Chris Woods, de directeur van Airwars, een organisatie die luchtaanvallen op burgers monitort, reageerde in de New York Times op de plotselinge verdwijning van de ooggetuigenvideo’s. Hij zei: “Wat er recht voor onze ogen verdwijnt, is de geschiedenis van deze verschrikkelijke oorlog.”1
In dit artikel zet ik uiteen hoe het samenspel tussen een platform en platformgebruikers ertoe leidt dat bepaalde representaties van het verleden dominant worden en andere worden vergeten of zelfs verdwijnen. Het betreft een proces dat belangrijk is om te snappen én te monitoren, omdat de commerciële platformen die wereldwijd als communicatiemiddel worden gebruikt, geen enkele verantwoording hoeven af te leggen over wat bewaard blijft en wat niet. En dat terwijl ze voor veel gebruikers, waaronder burgerjournalisten, activisten en mensenrechtenorganisaties, wel als archief fungeren.2
Aan de hand van het voorbeeld van de oorlog in Syrië en de manier waarop deze wordt gedocumenteerd op YouTube, wil ik laten zien hoe herinnering verstrengelt met de manier waarop dit platform werkt. Eerst zal ik echter kort stilstaan bij onderzoek dat gedaan wordt naar digitale herinnering, waaronder mijn eigen onderzoek.
Retorische oorlogen
Ook al zette YouTube na groot protest van gebruikers veel video’s terug, het bovenstaande voorbeeld laat zien hoe digitale platformen de documentatie van oorlog faciliteren en tegelijkertijd ook enorme invloed kunnen uitoefenen op wat we zien en wat bewaard blijft. Steeds meer wetenschappelijk onderzoek binnen het veld van digitale herinneringsstudies (digital memory studies) richt zich op deze dynamiek.
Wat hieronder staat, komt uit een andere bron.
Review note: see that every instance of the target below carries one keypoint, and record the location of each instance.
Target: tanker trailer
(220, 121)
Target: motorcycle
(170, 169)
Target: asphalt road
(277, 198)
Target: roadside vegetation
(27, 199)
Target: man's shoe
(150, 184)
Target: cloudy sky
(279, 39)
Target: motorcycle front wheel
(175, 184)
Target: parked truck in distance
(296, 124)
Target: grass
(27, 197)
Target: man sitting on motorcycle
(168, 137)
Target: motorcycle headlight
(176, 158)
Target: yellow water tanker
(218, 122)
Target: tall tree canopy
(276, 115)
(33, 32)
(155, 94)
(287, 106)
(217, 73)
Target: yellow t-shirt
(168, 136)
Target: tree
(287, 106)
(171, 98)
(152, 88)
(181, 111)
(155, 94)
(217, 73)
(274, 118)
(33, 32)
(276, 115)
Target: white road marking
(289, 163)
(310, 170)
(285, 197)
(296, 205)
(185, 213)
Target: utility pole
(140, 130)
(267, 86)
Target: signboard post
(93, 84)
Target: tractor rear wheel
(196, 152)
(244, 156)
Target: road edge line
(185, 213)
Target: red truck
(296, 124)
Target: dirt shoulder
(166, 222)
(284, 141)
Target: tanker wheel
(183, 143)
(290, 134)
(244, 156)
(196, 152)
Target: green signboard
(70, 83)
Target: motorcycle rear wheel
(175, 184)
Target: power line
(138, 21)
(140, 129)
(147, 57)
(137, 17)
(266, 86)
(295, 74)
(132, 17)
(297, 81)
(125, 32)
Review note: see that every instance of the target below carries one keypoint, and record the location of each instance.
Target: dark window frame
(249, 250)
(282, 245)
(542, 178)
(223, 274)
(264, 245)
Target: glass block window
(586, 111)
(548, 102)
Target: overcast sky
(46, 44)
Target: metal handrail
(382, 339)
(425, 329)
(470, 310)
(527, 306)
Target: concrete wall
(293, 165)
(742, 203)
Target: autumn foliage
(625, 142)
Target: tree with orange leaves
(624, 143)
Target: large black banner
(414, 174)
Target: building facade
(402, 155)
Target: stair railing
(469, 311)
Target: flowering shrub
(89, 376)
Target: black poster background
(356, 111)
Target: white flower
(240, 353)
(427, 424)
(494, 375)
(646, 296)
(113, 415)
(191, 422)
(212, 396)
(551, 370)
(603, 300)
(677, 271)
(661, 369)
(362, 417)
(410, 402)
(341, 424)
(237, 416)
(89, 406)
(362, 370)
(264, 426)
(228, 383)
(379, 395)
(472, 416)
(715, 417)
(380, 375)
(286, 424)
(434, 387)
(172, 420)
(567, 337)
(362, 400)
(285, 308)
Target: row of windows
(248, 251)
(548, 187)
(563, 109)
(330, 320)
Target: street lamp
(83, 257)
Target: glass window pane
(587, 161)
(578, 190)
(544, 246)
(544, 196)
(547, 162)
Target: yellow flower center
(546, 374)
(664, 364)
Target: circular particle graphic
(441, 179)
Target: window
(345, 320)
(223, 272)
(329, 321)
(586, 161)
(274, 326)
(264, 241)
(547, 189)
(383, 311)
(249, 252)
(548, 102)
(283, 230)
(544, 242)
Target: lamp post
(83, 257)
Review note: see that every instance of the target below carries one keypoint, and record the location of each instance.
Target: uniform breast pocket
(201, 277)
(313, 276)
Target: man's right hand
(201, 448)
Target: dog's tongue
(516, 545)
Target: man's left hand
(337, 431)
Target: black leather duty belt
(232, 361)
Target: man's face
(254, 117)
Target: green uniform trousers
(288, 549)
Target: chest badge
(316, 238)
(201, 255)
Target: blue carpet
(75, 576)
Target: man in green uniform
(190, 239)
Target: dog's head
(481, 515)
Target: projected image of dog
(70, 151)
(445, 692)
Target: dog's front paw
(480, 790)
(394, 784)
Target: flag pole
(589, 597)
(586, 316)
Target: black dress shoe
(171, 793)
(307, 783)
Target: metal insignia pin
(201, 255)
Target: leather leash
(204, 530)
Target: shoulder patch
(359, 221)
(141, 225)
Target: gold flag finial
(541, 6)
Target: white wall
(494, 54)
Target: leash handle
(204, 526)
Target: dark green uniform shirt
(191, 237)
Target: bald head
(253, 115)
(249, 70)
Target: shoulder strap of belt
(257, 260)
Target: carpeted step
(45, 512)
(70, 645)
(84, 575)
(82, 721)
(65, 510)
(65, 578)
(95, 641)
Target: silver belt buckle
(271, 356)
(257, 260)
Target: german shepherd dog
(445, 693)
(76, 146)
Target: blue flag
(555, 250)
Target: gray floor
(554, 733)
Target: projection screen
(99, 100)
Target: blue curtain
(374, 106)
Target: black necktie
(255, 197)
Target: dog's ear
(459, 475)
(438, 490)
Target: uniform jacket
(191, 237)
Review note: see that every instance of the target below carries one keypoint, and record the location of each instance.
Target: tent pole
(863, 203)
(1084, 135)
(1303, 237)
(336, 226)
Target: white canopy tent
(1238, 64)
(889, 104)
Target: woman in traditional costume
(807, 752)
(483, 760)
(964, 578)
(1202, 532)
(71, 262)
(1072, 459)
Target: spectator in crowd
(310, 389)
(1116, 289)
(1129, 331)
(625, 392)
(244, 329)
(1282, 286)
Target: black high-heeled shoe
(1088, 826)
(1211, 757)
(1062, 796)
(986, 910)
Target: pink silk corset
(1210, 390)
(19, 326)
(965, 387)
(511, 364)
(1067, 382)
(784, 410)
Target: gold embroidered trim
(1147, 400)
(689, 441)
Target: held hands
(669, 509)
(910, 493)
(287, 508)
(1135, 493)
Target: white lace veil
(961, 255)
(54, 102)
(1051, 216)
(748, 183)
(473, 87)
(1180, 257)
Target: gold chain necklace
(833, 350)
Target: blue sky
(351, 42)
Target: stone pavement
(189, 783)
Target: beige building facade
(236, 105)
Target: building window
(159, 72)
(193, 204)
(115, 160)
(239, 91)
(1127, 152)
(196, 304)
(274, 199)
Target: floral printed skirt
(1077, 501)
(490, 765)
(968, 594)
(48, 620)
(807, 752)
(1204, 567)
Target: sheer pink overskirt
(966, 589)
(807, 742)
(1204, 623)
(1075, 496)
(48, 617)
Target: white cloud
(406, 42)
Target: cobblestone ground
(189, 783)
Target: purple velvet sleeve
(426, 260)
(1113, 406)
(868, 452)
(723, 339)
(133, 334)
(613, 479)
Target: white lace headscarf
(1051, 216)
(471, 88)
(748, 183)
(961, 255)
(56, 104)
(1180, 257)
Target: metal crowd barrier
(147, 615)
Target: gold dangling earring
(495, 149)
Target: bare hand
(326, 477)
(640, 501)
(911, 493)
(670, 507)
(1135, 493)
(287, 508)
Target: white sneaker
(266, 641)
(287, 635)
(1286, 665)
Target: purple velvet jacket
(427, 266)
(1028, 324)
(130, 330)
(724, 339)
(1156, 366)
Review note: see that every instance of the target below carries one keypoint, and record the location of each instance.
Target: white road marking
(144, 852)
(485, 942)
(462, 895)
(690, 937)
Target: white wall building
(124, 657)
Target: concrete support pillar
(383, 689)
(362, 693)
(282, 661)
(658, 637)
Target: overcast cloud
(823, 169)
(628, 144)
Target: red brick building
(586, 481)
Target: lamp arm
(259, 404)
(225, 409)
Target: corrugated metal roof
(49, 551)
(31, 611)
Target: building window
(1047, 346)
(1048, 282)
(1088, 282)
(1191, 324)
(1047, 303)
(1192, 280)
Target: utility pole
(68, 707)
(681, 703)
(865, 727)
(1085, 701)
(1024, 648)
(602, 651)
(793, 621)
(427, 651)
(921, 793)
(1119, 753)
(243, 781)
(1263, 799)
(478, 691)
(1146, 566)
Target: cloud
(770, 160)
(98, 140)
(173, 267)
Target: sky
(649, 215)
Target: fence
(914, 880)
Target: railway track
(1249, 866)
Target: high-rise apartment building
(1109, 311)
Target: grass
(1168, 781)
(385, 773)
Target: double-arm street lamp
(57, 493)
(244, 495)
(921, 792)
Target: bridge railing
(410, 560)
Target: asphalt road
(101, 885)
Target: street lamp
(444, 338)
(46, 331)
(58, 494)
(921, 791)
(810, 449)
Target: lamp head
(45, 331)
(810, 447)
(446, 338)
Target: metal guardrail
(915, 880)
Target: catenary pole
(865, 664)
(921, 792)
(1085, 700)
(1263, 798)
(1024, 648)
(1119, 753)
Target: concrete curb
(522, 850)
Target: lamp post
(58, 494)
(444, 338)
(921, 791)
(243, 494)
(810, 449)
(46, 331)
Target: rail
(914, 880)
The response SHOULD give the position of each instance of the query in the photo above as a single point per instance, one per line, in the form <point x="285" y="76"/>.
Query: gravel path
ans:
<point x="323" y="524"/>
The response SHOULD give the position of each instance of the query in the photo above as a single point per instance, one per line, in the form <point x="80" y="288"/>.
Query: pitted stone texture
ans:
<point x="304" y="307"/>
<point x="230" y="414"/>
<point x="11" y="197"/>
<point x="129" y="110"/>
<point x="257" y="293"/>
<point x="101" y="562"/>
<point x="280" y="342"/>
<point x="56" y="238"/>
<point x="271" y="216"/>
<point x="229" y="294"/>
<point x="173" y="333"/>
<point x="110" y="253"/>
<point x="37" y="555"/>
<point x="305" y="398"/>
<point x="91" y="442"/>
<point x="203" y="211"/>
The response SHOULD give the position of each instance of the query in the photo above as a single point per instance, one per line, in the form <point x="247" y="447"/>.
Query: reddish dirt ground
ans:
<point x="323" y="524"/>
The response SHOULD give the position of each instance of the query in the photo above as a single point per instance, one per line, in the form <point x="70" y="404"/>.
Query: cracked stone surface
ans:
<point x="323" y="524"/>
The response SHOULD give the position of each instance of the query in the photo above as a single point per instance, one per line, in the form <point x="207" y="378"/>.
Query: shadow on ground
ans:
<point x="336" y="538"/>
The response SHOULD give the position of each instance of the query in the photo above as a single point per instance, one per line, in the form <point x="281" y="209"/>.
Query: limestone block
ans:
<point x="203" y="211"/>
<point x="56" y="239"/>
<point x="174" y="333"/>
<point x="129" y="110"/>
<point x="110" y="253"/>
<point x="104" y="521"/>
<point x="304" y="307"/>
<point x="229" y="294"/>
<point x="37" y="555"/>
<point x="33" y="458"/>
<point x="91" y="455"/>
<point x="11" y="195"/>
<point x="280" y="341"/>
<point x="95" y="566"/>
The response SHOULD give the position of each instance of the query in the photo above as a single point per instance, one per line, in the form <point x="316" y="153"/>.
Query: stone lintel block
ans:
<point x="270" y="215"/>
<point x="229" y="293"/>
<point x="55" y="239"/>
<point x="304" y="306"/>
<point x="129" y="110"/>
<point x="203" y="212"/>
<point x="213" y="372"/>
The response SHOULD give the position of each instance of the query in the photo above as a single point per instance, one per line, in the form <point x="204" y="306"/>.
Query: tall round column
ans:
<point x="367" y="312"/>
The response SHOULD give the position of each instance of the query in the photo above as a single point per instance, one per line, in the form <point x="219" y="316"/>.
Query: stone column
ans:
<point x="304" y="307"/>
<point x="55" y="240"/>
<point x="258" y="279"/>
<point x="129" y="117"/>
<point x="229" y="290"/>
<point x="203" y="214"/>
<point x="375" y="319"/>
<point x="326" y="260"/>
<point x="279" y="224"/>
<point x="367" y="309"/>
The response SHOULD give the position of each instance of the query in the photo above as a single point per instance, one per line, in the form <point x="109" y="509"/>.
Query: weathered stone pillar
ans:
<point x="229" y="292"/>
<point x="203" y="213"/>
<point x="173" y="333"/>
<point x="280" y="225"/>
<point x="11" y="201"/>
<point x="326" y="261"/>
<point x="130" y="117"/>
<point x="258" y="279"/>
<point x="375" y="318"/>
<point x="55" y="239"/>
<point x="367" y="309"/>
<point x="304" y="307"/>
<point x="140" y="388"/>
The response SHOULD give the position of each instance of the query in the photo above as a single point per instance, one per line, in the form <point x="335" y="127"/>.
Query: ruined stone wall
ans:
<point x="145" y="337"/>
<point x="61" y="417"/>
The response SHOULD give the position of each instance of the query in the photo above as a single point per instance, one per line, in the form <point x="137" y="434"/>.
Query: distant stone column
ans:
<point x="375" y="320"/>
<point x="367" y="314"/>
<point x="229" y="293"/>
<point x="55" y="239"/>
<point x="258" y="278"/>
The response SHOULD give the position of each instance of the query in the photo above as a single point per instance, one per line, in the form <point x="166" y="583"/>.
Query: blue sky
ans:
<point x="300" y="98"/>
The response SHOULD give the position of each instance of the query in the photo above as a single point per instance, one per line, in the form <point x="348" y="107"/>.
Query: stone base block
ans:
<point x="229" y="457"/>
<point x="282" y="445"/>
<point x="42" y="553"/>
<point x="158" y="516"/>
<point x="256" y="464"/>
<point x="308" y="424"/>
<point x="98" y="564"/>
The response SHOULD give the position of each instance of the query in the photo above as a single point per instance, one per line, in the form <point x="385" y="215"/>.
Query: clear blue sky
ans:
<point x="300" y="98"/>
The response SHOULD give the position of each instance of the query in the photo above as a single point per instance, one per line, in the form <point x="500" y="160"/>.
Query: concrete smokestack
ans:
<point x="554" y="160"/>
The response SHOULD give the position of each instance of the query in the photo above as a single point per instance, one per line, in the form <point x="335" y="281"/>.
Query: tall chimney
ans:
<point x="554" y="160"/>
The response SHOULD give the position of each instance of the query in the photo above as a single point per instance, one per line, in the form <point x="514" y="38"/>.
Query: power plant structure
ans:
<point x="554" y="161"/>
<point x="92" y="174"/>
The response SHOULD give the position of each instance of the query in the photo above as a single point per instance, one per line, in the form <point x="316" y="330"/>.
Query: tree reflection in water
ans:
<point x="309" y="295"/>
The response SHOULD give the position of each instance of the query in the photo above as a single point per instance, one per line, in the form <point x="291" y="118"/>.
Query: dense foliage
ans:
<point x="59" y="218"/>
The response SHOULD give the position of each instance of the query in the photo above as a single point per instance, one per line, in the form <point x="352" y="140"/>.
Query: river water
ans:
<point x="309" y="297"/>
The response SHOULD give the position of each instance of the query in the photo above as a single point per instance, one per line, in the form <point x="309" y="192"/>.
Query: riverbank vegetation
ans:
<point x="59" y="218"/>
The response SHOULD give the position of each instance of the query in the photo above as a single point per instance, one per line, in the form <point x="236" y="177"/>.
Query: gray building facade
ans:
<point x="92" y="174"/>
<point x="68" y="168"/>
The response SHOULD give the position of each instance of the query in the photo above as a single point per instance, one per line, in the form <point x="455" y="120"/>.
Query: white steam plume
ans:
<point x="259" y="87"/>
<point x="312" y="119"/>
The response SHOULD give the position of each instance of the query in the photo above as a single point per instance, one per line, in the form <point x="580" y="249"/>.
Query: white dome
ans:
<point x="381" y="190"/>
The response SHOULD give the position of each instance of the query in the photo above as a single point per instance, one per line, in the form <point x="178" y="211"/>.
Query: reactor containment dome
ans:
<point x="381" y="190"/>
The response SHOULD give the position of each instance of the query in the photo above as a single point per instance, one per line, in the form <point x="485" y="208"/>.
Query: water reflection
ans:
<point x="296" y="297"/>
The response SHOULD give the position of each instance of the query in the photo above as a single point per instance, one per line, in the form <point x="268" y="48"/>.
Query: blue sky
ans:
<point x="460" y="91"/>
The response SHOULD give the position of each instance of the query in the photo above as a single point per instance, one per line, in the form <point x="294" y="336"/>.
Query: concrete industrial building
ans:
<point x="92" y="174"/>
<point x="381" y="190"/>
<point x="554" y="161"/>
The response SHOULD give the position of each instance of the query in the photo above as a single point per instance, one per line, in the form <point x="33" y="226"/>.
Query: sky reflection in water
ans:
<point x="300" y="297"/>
Zo hebben Ellen Rutten en collega’s bijvoorbeeld onderzoek gedaan naar web wars over herinneringen aan conflicten in postsocialistische staten.3 Deze online retorische oorlogen beïnvloeden de constructie van nationale identiteit in sterke mate, aldus Rutten c.s. Rutten bouwt voort op het werk van onder anderen Andrew Hoskins.4 Hoskins beargumenteert dat online digitale media ervoor hebben gezorgd dat het makkelijker is bij te dragen aan de representatie van het verleden. Hoskins meent daarom dat het collectieve geheugen meer fluïde, bottom-up en diffuus is geworden en minder institutioneel.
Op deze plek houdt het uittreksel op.